Now, any e-mail user can send to any other. With various MIME and HTML extensions — and dozens of client implementations —  the e-mail may get garbled or unreadable due to mutually incompatible interpretations of the format standards, but that’s a function of commoditized (often free) e-mail clients that don’t reward quality control.

Open Social Media

Will we ever have open social media? That would mean that there was some sort of formal interoperability standard (beyond OpenSocial), that it was implemented by the major platforms and that these implementations include the full functionality of their native platforms — public and private messages, text, images, video, “like” and perhaps even adding friends. (This ignores inherent incompatibilities such as the SnapChat model of disappearing messages).

The business models of these various companies seems to assume (or hope) that we will not, and that they can create stickiness and keep us in their proprietary walled gardens for as many hours/day as possible.
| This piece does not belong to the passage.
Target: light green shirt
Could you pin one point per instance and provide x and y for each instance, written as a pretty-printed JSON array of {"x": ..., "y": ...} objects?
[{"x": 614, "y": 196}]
This creates winners and losers: I like the idea of LinkedIn for contacts but hate it as a content site, and so only visit it when I’m seriously procrastinating (not Twitter or Facebook or blogging procrastinating) to avoid something I really ought to be doing.

One path forward would be vertical integration, but with one exception that seems a long way off. The exception is Facebook, which owns WhatsApp, and so could make them interoperable at any point.

Microsoft has Skype — but no real social media — but until one of these platforms falters and is available for sale, it will have nothing to integrate. Google still thinks people will someday use Google+ and would probably be blocked anyway by the EU from buying one of the major social media platforms. Apple with iMessage seems to want to add convenient, easy-to-use clients on top of the existing (commodity) addressing and delivery systems like text messaging, rather than build a proprietary communications platform and try to gain share against the Silicon Valley upstarts.

The 10-15 year time horizon could apply here as everyone copies each other’s features and (like email) social media platform become passé and readers move on to something else. Twitter launched in 2006, WhatsApp in 2009, and Snapchat in 2011. So realistically, barring some blockbuster acquisition there’s not much hope for the rest of the 2010s, but the 2020s seem likely to bring improved interoperability in this segment.